Too soon for the dam vote
Camden voters are not in a position to make an informed decision on the future of the Montgomery Dam. We need as a community to better understand what our options are for the entire Megunticook River and jointly decide among them. I therefore oppose the signature drive to force an early vote at the next town meeting that would prematurely tie our hands.
The Save the Dam Falls people, several of whom I know, like and respect, had a point when they argued that the procedure the Select Board and town government appeared to have adopted on this issue was confusing and perhaps ill-conceived. Now Save the Dam Falls seems to be doing the same thing they accused officials of: Trying to rush a decision on Montgomery Dam before anybody has thoroughly defined the options for that dam, or for the Knox Mill and Knowlton Street dams directly upriver from Montgomery.

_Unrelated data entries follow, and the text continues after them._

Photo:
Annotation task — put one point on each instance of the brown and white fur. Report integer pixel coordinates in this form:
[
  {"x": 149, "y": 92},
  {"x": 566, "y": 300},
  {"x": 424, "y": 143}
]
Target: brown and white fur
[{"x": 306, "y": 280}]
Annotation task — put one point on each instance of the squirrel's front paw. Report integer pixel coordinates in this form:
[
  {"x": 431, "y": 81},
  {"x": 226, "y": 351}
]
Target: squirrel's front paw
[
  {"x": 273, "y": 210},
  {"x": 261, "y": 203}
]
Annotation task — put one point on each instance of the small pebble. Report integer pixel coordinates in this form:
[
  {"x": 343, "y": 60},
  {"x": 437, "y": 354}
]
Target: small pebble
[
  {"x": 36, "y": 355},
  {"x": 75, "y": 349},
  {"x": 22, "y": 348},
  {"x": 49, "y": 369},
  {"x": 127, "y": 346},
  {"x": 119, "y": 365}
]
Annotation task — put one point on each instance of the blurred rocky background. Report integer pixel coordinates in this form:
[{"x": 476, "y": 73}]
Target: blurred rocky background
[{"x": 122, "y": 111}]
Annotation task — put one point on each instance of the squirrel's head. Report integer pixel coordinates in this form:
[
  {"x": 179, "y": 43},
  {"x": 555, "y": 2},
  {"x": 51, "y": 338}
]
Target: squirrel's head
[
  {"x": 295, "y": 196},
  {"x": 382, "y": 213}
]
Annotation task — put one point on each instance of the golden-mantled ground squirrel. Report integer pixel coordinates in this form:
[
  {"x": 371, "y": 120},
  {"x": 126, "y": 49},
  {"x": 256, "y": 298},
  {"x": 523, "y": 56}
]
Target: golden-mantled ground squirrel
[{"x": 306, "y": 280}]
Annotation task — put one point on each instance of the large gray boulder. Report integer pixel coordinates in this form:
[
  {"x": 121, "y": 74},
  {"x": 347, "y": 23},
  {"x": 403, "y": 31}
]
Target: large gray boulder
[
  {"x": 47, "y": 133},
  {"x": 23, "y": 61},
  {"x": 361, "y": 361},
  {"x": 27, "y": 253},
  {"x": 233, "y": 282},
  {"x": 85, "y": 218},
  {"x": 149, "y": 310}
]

Luckily, as became clear at the workshop held in Harbor Park earlier in October, the Select Board and town officials accept that there should, and legally must, be a town vote on what to do with each of the old dams on the Megunticook River below Seabright, and that work on how the Megunticook entrance into the harbor should look in the future is barely even started.
Whether there should be a dam at the top of the harbor, and whether there should be access to the river and the lake for ocean fish such as alewives through a fish ladder or more natural looking mechanism, would be included in this discussion.
The Seabright Dam that forms the so-called “river” area on the Megunticook will certainly stay, as will the twin dams that make Lake Megunticook. That’s a given. But the Knox Mill dam that forms a pond in back of the building that houses 40 Paper and The Jack restaurants, and the two-sided dam that is visible from the Knowlton Street bridge and the skateboard park above it are increasingly expensive to maintain and could be removed.
This would allow the river to return to something closer to its natural course and the fish to get as far as Seabright Dam, where a fish passage could be built. It would also make the river somewhat less prone to destructive flooding, according to a study on Megunticook River restoration prepared for the town by consultants Inter-fluve and engineers Gartley & Dorskey. However, the study also indicates that inland flooding isn’t currently a tremendous risk to Camden.
Picking the best option is not a ‘no-brainer.” It’s a complex question that will require study, discussion and thought by all who are willing to participate. Locking in a plan for one of those three dams without knowing what will be done with the others makes no sense. The future of fish in Lake Megunticook. The potential for obtaining grants to pay for whatever Camden voters eventually decide to do. The way the river will look as it passes through town and tumbles into the harbor. All these depend on what is done with all the dams below Seabright.
There is no point in helping fish get up to the top of the falls at the harbor unless they can get on up the river to the lake, which means getting rid of, or building fish passages around, the Knox Mill and Knowlton Street dams.
While inland flooding may not be a huge concern, increasingly serious flooding at the harbor as a result of the climate change-related rise in ocean levels is a clear and present danger. Removing any or all of the dams on the Megunticook won’t change this. But many of those who are anxious to prematurely lock us into maintaining the Montgomery Dam are concerned as much or more about the wall along the inland side of the waterfalls as they are about the impoundment pool at the top. The wall affects how Harbor Park looks.
Unfortunately, rising sea levels are already encroaching on the lower reaches of the park and weakening that wall. The part of the park adjacent to the harbor cannot be maintained as it is for much longer, regardless. The park already floods at high astronomical tides almost monthly, and not infrequently by up to a foot. Raising the seawall by two feet, as some suggest, would buy a few years at most, and probably not that should a large storm hit this area. Camden is no more immune to rising oceans than Venice or Miami Beach.
Nothing will be done to the dam or anything else on the river without a town vote. All our voices can be heard, and perhaps our eventual decision will be to keep the Montgomery Dam. Our choice should certainly be to create something beautiful at the head of Camden’s beautiful harbor. But an early vote would have the effect of locking in an answer to a question that most of us have barely begun to formulate.